Do you remember your first job? Where you got actual wages, not a “Thank you” from the neighbor.

Mine was in the summer. It was a “kids” job. But that was fine with me. At age eleven or twelve I was a kid. And I would be part of the crew.

The threshing crew, men and boys I was acquainted with worked the grain harvest. On our farms that was oats. One farmer owned the machine and moved it from farm to farm. All the farmers on the “run” supplied labor for all of the locations. And everyone prayed the harvest would be done before school started in the last days of August. Young men, high school or college did a man’s work for a man’s wage on the crew.

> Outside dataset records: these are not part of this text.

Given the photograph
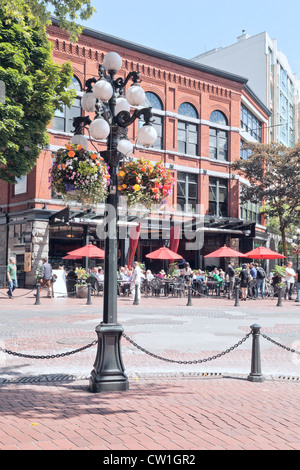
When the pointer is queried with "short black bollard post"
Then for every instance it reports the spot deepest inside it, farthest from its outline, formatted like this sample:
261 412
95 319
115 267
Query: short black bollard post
279 303
237 296
136 295
89 300
255 374
189 304
37 296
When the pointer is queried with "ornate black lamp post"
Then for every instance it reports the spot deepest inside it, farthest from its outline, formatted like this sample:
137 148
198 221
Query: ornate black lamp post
105 97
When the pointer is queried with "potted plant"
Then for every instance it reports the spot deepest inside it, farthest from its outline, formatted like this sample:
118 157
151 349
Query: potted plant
81 285
79 175
145 183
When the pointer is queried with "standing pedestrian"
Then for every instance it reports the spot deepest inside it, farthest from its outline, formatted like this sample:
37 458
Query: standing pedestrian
46 276
298 283
136 280
231 276
244 276
290 277
253 282
261 281
11 273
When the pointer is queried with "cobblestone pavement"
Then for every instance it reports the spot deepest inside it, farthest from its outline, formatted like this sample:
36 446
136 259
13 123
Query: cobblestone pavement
45 404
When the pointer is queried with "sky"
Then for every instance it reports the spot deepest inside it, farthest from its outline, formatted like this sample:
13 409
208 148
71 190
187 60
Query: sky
186 28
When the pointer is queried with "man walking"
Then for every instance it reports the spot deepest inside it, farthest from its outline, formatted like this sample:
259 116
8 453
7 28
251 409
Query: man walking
261 280
136 281
11 273
46 276
253 282
298 283
231 276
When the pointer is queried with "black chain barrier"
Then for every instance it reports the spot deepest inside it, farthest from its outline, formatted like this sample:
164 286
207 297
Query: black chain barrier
52 356
199 361
174 361
16 296
280 345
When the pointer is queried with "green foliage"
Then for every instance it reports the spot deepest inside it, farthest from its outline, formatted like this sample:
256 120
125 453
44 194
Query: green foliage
274 174
37 13
35 87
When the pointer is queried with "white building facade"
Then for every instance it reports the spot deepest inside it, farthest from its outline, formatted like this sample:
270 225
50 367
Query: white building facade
270 77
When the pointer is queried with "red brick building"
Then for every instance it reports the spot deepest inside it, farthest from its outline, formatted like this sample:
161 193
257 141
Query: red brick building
201 115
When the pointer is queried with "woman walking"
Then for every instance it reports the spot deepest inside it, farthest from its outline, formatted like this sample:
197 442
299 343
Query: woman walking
244 277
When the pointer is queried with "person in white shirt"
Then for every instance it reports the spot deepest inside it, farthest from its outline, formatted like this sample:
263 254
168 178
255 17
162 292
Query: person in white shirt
290 277
136 280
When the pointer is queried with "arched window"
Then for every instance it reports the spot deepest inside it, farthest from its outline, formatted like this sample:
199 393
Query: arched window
187 141
218 117
158 122
218 138
63 120
187 109
154 100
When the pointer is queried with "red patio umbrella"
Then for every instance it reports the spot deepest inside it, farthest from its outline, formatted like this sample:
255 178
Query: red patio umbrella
70 257
87 251
164 253
262 252
133 243
225 252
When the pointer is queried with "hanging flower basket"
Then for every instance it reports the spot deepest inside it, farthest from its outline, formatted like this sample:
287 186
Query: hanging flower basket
79 175
143 182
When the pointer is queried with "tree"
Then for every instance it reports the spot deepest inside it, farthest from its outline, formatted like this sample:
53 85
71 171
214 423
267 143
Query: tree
37 13
273 171
34 87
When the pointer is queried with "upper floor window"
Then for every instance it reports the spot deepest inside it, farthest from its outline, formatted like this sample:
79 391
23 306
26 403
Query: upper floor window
187 191
187 109
187 132
218 138
218 197
63 120
251 211
158 122
218 117
251 123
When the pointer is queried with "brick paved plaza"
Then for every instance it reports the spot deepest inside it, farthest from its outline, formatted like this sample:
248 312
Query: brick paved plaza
45 404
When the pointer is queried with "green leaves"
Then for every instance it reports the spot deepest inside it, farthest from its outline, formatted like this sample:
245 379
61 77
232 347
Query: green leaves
274 173
35 87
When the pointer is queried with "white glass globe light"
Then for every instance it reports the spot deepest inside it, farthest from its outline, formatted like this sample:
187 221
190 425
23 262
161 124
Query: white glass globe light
135 95
88 102
99 129
79 139
125 147
103 90
112 61
147 135
122 105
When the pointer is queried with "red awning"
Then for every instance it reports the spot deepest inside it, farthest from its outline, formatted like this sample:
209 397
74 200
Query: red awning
262 252
225 252
164 253
87 251
174 238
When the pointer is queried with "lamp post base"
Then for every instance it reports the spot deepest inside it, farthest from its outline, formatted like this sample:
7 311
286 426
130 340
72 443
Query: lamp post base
108 374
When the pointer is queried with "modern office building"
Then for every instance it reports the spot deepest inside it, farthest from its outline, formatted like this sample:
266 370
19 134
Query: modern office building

My job was easy. I stayed with the machine and tended the grain wagon. Let me digress for my urban friends. At one end of the threshing machine bundles of grain were forked onto a conveyer and carried inside. Much shaking and cutting and sorting went on behind the metal panels and moving belts. Then the straw was blown out a big, long chute into a large pile. The grain (seeds) came out a smaller chute on the side, released each time enough weight accumulated to trip a lever and send it down.

My job was to aim the grain chute an distribute the grain over the entire container. Our crew alternated a pick-up truck and a narrow, deep, wooden grain wagon.  I did my job adequate but not spectacular.

The next year I was given a different job – driving tractor. I got more hours that year because I worked at all the farms, not just our own. Wages remained the same. Forty cents per hour.

What about your first job? Indoors or outside? For family or others?